Bottling weizenbock

I have a weizenbock that I intend to put into corked Belgian bottles for Christmas. It’s been in primary for about 3 weeks now, and I’m thinking it’s getting to be about time to move it.

Should this beer go into an extended secondary (in a carboy), and bottle closer to Christmas, or would the same conditioning take place if I were to bottle it now and let it condition for an extended period of time in the bottle?

If you are naturally carbonating this in the bottles, I would say bottle as soon as possible in your case.

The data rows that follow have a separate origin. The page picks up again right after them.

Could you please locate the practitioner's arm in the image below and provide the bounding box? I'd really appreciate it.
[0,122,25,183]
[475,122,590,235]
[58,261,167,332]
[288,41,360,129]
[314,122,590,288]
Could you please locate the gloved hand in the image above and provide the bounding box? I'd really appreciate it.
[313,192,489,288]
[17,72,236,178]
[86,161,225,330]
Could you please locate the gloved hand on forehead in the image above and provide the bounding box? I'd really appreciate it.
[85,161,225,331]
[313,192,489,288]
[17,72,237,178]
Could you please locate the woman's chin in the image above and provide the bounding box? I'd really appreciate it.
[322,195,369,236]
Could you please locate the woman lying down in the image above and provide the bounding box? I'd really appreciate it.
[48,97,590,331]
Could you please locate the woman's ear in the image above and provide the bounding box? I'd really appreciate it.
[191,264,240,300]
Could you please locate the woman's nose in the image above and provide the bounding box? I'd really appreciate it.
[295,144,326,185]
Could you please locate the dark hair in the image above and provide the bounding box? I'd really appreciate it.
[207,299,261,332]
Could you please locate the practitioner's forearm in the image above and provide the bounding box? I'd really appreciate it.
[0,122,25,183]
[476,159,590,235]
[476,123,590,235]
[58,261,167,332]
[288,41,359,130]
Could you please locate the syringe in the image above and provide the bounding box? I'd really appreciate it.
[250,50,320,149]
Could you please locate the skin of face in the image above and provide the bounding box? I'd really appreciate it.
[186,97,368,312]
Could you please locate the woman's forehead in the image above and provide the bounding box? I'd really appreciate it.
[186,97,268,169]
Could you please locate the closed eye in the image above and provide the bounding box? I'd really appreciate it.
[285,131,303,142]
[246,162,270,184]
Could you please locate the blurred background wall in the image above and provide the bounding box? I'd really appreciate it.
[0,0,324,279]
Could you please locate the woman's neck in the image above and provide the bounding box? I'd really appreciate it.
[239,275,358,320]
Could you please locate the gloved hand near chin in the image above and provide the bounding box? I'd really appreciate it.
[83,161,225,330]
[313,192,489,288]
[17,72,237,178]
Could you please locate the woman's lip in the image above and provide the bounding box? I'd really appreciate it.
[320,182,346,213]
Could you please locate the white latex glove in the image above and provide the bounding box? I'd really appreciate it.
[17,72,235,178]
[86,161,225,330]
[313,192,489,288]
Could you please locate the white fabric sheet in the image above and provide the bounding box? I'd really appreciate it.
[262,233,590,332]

The reason being (and Denny disagrees with me here) is that the fermentation that occurs of the priming sugar, I find to have many of the same characteristics of the fermentation of a beer, and it can’t be rushed. In other words, as the remaining yeast are working on the table/corn sugar, they are producing some of the same nasty intermediate compounds (acetaldehyde (green apple), diacetyl (butter), etc.) as a beer fermentation. IMO this is actually one of the main causes of the ‘green’ beer flavor.

If you bottle it tonight, it will have been in the bottles about 7 weeks at Christmas. Likely not long enough to really AGE the weizenbock, but it will certainly be properly carbonated and past any point of being ‘green’.

I’d also bottle, not because I think the conditioning does anythign other than carbonation but simply because it takes time for the yeast to settle. Plus I don’t think there is a lot of difference between bottle conditioning and bulk conditioning.

Yeast won’t matter in a weizenbock, you want it in there. But I’d certainly bottle it to give it some conditioning time if you’re planning to drink it in 6 or so weeks. Just make sure it’s finished before bottling it.

I bottled this beer this past weekend and will let it age for a while. I figure a few bottles will be opened for the holidays, but I will store some for a while longer to see how they age.

Does anyone know how long would be too long to have left the beer in primary? I only ask because I understand that wheat beer yeast breaks down faster than other strains. This was in for about 3-4 weeks.

You’ll be fine.

I’ve heard of people leaving on primary for 2 months with no problems.

[quote=“gprix”]I bottled this beer this past weekend and will let it age for a while. I figure a few bottles will be opened for the holidays, but I will store some for a while longer to see how they age.

Does anyone know how long would be too long to have left the beer in primary? I only ask because I understand that wheat beer yeast breaks down faster than other strains. This was in for about 3-4 weeks.[/quote]

Can you provide links to this information?

I don’t have a link, I was going off of what I heard in a Brew Strong podcast about re-using yeast. From what I remember, hefeweizen yeast doesn’t last nearly as long as other strains. I just naturally applied this idea to the primary fermenter.